Saturday, October 15, 2022

Chair of operating committee speaks on Antiochian transition

(Antiochian.org) - In addition to serving as chairman of the Temporary Operating Committee, His Grace Bishop John serves as editor of The WORD Magazine. He shares his editorial that is scheduled for the November's edition.

Habits and routines save us time and allow us to function without thinking about all the little things that need to be accomplished before we can leave the house and start our day. These habits bring us a sense of security and allow us to put our attention toward the complex things that we deal with. We people like routine and good habits give us a sense of security.

Sociologists tell college students that the world has changed more in their lifetime than in all the centuries before it. Add to a quickly changing world a pandemic and changes in our church administration, we could expect feelings of insecurity, anger, defensiveness, and unsettledness. The last place that we want or expect change is in our Orthodox Church where we claim a consistent witness to the unchanging Lord. The truth is that we need to change all the time to keep our consistent witness to the truth of God’s revelations.

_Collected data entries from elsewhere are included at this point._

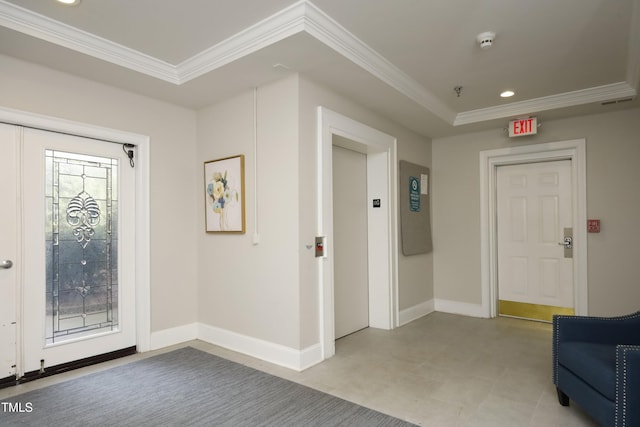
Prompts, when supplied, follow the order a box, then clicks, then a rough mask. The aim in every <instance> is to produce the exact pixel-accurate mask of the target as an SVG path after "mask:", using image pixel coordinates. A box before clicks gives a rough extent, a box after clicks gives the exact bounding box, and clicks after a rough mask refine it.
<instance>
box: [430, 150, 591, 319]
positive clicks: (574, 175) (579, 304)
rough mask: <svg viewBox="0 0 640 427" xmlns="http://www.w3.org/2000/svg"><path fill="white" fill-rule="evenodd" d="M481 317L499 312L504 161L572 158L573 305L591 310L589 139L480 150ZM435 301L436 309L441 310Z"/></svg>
mask: <svg viewBox="0 0 640 427" xmlns="http://www.w3.org/2000/svg"><path fill="white" fill-rule="evenodd" d="M479 157H480V242H481V248H480V259H481V266H480V268H481V283H482V313H483V316H482V317H495V316H496V315H497V293H498V290H497V283H498V279H497V237H496V220H495V218H496V212H495V201H496V173H497V171H496V169H497V167H498V166H501V165H509V164H521V163H534V162H542V161H551V160H571V174H572V176H571V178H572V197H573V201H572V202H573V218H572V220H573V239H574V240H573V241H574V248H573V260H574V263H573V280H574V291H575V292H574V309H575V312H576V314H578V315H587V314H588V283H587V227H586V224H587V188H586V187H587V172H586V165H587V159H586V141H585V140H584V139H576V140H570V141H560V142H549V143H545V144H535V145H525V146H520V147H510V148H502V149H497V150H488V151H481V152H480V156H479ZM438 309H439V307H438V304H437V303H436V310H438Z"/></svg>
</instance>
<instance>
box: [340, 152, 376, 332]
mask: <svg viewBox="0 0 640 427" xmlns="http://www.w3.org/2000/svg"><path fill="white" fill-rule="evenodd" d="M367 233H368V224H367V156H366V155H365V154H362V153H358V152H356V151H352V150H347V149H345V148H341V147H338V146H335V145H334V146H333V240H334V241H333V251H334V257H333V258H334V259H333V268H334V275H333V278H334V279H333V280H334V310H335V338H336V339H337V338H340V337H343V336H345V335H348V334H351V333H353V332H356V331H358V330H360V329H363V328H366V327H368V326H369V274H368V258H369V255H368V249H367Z"/></svg>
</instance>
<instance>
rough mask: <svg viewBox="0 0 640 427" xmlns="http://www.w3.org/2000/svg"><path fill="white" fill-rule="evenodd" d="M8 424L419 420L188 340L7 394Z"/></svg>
mask: <svg viewBox="0 0 640 427" xmlns="http://www.w3.org/2000/svg"><path fill="white" fill-rule="evenodd" d="M18 403H19V405H17V404H18ZM18 408H20V409H21V410H22V412H19V411H18V412H16V411H15V410H16V409H18ZM8 409H9V410H8ZM12 410H13V412H12ZM0 425H1V426H56V427H58V426H65V427H67V426H110V427H111V426H154V427H155V426H233V427H238V426H412V425H413V424H410V423H407V422H404V421H401V420H399V419H397V418H393V417H390V416H388V415H385V414H382V413H380V412H376V411H373V410H371V409H367V408H364V407H362V406H359V405H356V404H354V403H351V402H347V401H346V400H343V399H339V398H337V397H334V396H331V395H328V394H326V393H323V392H320V391H317V390H314V389H311V388H309V387H306V386H303V385H300V384H297V383H294V382H291V381H288V380H285V379H282V378H279V377H276V376H273V375H270V374H266V373H264V372H261V371H258V370H255V369H253V368H249V367H247V366H244V365H240V364H238V363H235V362H231V361H228V360H226V359H222V358H220V357H217V356H214V355H211V354H209V353H206V352H203V351H200V350H196V349H194V348H191V347H186V348H182V349H179V350H175V351H172V352H169V353H165V354H161V355H158V356H153V357H150V358H148V359H143V360H139V361H136V362H132V363H129V364H127V365H123V366H119V367H115V368H111V369H109V370H106V371H103V372H98V373H95V374H90V375H87V376H85V377H82V378H77V379H73V380H69V381H66V382H63V383H59V384H55V385H51V386H48V387H44V388H42V389H39V390H34V391H31V392H28V393H24V394H21V395H18V396H15V397H13V398H10V399H7V400H5V401H3V403H2V406H0Z"/></svg>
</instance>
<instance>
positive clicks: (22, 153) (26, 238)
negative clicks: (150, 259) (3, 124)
mask: <svg viewBox="0 0 640 427" xmlns="http://www.w3.org/2000/svg"><path fill="white" fill-rule="evenodd" d="M2 144H3V146H5V145H7V141H5V140H4V138H3V141H2ZM15 144H17V146H18V147H21V148H20V153H21V160H20V162H18V168H17V169H18V173H17V175H18V179H19V180H20V182H21V185H20V188H19V190H18V191H17V199H18V200H20V201H21V202H20V203H19V206H20V207H21V213H20V218H19V220H18V222H20V223H21V224H16V229H19V230H20V231H19V235H20V239H19V240H18V245H19V249H18V253H21V254H23V257H22V259H21V262H19V263H17V265H16V267H17V271H19V273H18V274H19V277H18V278H17V279H16V280H17V288H18V295H21V299H20V301H19V302H18V301H16V300H15V297H14V298H13V304H14V307H18V310H19V312H20V313H21V315H20V316H19V319H21V322H19V323H18V331H19V333H21V335H20V336H19V339H18V342H19V343H21V344H22V345H21V346H20V347H19V351H18V354H19V357H18V358H17V359H18V360H17V362H18V363H17V365H18V375H20V374H24V373H27V372H33V371H39V370H40V371H42V370H43V369H45V370H46V368H48V367H51V366H55V365H60V364H63V363H68V362H72V361H75V360H80V359H83V358H87V357H91V356H96V355H100V354H104V353H108V352H111V351H115V350H120V349H123V348H128V347H133V346H135V345H136V329H135V287H134V264H133V259H134V253H135V233H134V228H133V226H134V219H135V211H134V209H135V203H134V201H135V175H134V173H133V169H132V168H131V167H130V166H129V159H128V157H127V155H126V154H125V153H124V151H123V149H122V146H121V145H120V144H114V143H109V142H103V141H97V140H92V139H88V138H82V137H76V136H70V135H65V134H59V133H54V132H46V131H41V130H34V129H29V128H25V129H22V130H21V131H20V132H19V137H18V140H17V141H16V142H15ZM16 205H18V203H16ZM20 225H21V226H20ZM18 226H20V227H19V228H18ZM0 256H1V255H0Z"/></svg>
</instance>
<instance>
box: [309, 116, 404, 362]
mask: <svg viewBox="0 0 640 427" xmlns="http://www.w3.org/2000/svg"><path fill="white" fill-rule="evenodd" d="M317 123H318V125H317V132H318V133H317V136H316V137H317V146H316V148H317V162H318V163H317V177H316V182H317V188H316V200H317V205H318V211H317V223H316V227H317V235H318V236H326V237H327V243H326V246H325V248H326V252H327V255H326V257H319V258H317V261H318V262H317V271H316V273H317V280H318V289H319V292H320V295H319V302H320V307H319V310H318V313H319V325H320V337H321V338H320V340H321V349H322V358H323V359H328V358H329V357H331V356H333V355H334V354H335V325H334V316H335V313H334V293H333V287H334V283H333V187H332V184H331V182H332V179H333V178H332V177H333V166H332V152H333V135H338V136H341V137H343V138H346V139H347V140H350V141H352V143H351V145H350V146H349V147H348V148H350V149H353V150H356V151H359V152H362V153H364V154H366V155H367V198H368V199H369V200H371V199H373V198H376V199H380V200H381V202H382V203H381V205H382V208H376V209H373V208H372V207H370V208H369V210H368V212H367V227H368V248H367V249H368V259H369V262H368V265H369V326H371V327H374V328H380V329H393V328H394V327H396V326H397V325H398V242H397V240H398V239H397V230H398V219H397V148H396V146H397V141H396V138H395V137H393V136H390V135H387V134H385V133H383V132H380V131H378V130H376V129H374V128H372V127H369V126H367V125H365V124H363V123H360V122H357V121H355V120H353V119H350V118H349V117H346V116H343V115H341V114H339V113H336V112H334V111H331V110H329V109H327V108H325V107H318V109H317Z"/></svg>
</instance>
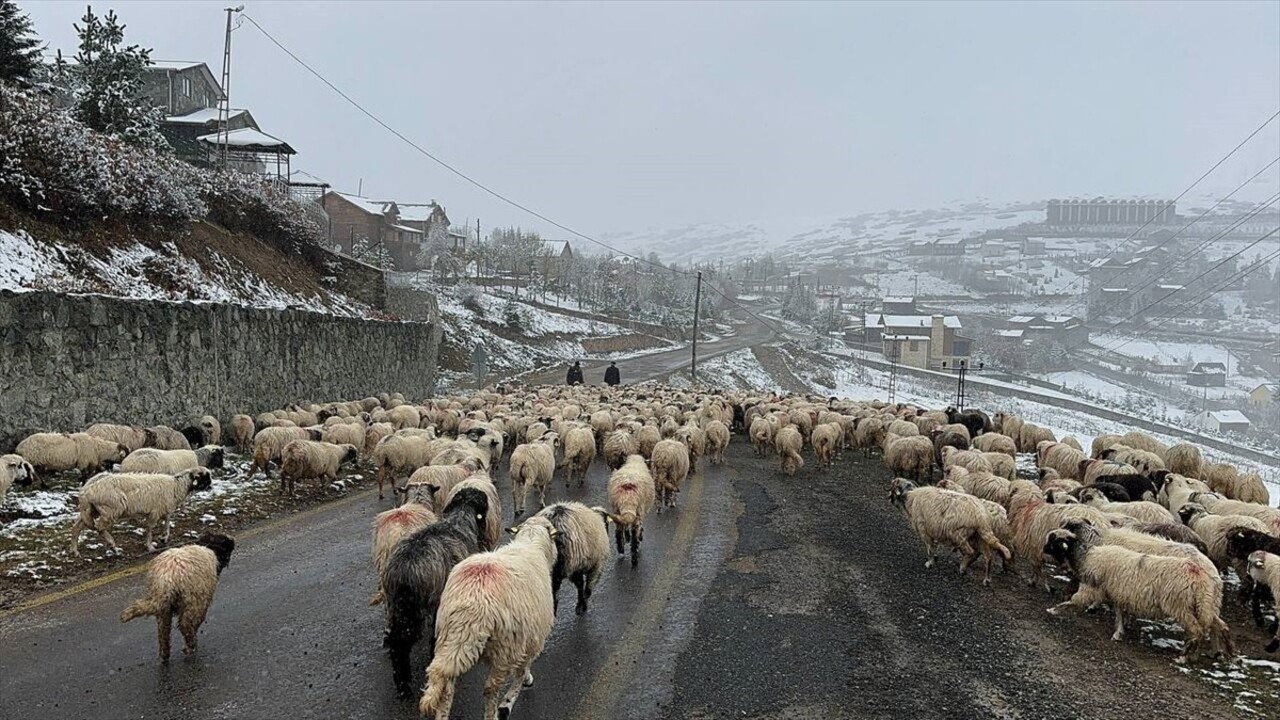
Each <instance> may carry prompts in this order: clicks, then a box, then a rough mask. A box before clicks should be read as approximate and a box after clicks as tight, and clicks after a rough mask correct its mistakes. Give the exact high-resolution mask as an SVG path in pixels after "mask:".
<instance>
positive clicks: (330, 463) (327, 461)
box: [280, 439, 360, 495]
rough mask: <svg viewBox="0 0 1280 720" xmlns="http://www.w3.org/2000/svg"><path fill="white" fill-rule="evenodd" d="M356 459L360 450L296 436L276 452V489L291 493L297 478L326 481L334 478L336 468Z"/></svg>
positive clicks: (296, 482)
mask: <svg viewBox="0 0 1280 720" xmlns="http://www.w3.org/2000/svg"><path fill="white" fill-rule="evenodd" d="M358 459H360V451H358V450H356V446H353V445H329V443H328V442H316V441H310V439H296V441H292V442H289V443H288V445H285V446H284V448H283V450H282V451H280V489H282V491H284V492H287V493H289V495H293V486H294V483H297V482H298V480H310V479H314V478H321V479H324V480H328V482H333V480H337V479H338V469H339V468H340V466H342V465H343V464H347V462H355V461H356V460H358Z"/></svg>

With the requested retirement of Metropolitan Joseph, many of us are overwhelmed with feelings. These feelings are rooted in our long personal relationships with Metropolitan Joseph, both positive and negative, as well as the feelings that come with any change. Even positive change comes with losses from the old routines and habits. These losses, like all losses, need to be grieved and follows the well-known grief emotions of anger, shock, bargaining and depression. The fact that we are Christians does not exempt us from feeling. We should recognize these feelings as understandable and even normal.

We Christians are people with emotions; we Christians are also the people of the Resurrection. We are baptized into Christ and Christ shares our lives even as we share His. When we face uncertainty, we face it knowing that God is with us. We are not alone. God is with us, loving us and leading us through the valley of uncertainty to a place of peace.

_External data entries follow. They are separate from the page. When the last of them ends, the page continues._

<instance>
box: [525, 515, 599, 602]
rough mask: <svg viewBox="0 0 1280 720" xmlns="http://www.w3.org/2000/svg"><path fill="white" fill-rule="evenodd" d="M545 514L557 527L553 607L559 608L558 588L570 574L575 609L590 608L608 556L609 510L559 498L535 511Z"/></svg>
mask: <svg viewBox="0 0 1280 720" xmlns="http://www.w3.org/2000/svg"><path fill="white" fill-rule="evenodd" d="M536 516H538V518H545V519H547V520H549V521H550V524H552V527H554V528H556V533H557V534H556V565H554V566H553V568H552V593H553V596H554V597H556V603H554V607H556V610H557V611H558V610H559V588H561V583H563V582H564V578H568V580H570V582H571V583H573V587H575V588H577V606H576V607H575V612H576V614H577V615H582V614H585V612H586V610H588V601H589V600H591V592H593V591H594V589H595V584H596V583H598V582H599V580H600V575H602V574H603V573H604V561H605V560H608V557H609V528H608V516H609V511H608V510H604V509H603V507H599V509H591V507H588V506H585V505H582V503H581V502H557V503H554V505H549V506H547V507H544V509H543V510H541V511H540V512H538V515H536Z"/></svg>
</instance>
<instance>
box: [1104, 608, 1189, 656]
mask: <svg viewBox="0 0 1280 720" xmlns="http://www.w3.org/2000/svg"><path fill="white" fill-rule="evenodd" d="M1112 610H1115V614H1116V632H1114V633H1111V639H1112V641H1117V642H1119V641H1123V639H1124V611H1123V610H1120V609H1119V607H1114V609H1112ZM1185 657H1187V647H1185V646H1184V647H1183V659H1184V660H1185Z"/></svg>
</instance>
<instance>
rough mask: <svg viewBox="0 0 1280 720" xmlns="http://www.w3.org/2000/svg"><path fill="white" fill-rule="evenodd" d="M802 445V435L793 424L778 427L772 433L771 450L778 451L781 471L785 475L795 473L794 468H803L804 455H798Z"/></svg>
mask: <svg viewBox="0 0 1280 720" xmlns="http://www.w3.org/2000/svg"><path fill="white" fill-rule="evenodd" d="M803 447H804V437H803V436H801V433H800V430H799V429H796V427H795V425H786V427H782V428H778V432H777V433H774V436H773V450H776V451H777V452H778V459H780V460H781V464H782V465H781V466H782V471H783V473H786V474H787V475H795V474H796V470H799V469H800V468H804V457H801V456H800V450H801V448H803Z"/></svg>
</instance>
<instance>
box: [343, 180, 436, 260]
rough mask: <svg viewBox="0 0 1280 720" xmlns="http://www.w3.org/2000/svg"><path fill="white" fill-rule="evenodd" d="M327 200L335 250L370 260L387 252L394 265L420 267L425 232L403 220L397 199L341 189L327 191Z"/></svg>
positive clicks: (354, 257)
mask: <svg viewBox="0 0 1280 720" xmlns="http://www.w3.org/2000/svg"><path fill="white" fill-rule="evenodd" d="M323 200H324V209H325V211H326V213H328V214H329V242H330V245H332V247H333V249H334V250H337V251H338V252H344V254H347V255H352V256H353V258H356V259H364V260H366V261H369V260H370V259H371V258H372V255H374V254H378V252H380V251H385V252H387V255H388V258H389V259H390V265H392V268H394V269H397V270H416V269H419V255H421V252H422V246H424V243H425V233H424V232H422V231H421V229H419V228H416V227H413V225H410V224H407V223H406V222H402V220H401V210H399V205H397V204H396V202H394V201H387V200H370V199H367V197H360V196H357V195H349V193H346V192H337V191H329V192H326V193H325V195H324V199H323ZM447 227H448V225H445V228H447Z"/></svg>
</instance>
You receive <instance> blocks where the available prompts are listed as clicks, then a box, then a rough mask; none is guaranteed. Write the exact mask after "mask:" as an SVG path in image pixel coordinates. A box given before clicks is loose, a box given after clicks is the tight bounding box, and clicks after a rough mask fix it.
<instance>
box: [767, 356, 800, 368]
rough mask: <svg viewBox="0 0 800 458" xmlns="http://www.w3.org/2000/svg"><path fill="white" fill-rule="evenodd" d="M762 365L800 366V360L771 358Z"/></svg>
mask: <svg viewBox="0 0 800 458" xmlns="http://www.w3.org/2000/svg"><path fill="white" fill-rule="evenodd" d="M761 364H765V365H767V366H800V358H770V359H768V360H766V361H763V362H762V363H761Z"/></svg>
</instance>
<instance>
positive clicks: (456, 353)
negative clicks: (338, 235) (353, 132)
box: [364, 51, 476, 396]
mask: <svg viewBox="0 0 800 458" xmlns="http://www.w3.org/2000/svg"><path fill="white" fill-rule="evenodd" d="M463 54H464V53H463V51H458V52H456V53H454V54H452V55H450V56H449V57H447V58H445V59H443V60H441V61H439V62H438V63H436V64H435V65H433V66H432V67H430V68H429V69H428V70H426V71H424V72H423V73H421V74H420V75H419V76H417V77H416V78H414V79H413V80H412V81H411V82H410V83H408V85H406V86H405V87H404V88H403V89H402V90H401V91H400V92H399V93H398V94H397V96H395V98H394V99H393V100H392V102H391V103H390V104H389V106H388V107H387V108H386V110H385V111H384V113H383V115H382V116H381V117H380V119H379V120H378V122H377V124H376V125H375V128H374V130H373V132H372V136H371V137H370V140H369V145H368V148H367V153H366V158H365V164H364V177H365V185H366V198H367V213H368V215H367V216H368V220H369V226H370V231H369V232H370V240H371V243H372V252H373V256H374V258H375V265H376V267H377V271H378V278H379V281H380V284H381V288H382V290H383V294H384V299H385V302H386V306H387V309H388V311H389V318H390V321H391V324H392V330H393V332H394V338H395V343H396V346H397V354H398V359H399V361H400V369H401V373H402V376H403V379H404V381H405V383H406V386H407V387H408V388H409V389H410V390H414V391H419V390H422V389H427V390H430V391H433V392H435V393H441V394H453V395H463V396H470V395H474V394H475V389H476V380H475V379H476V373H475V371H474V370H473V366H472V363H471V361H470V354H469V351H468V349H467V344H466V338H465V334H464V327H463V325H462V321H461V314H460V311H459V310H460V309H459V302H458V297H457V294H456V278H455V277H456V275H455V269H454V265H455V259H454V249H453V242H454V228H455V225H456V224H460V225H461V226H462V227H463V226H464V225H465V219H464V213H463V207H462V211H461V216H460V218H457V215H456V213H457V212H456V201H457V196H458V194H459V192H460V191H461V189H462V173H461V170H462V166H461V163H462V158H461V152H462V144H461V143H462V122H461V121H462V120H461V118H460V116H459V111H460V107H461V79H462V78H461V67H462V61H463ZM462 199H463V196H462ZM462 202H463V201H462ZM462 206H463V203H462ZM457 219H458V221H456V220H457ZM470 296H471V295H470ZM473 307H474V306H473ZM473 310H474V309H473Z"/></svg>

During this time of uncertainty, I was blessed to celebrate an ordination this week. A man and his family gave themselves to God. In turn, the Church received him and gave him to a church community to help renew and lead. The whole Archdiocese is born anew with every ordination because the whole Archdiocese needs to change routines and habits to make room for this new voice of witness and life. Likewise, we must remind ourselves that the Church is larger than all of us as individuals. Church history is full of examples of strife and difficult times, but the Church survives them because it was established by Christ and is the ark of salvation. It doesn’t rise or fall because of any individual cleric or layperson.

When I was young, my grandmother would cry out “na’eeman” (rebirth) "نعيما" when we emerged from the shower. This is the same cry that people would make when a baby was lifted out of the baptismal font. Within our daily lives are reminders that God is with us in all that we do.

Patriarch John X and the Holy Synod of Antioch have been in constant contact with us offering encouragement and reassuring us of their care. We are truly grateful for this and trust that God, through them, will provide us with the leadership we need during the nomination and election process for a new metropolitan. As details of the constitutional process become available, we will keep the faithful informed.

God is with us, understand all nations, that God is with us.


1 comment:

  1. What nonsense. Who can read this jibberish. Soon they'll name a dormitory after him or dedicate a series of seminars at the "house of studies" in his honor.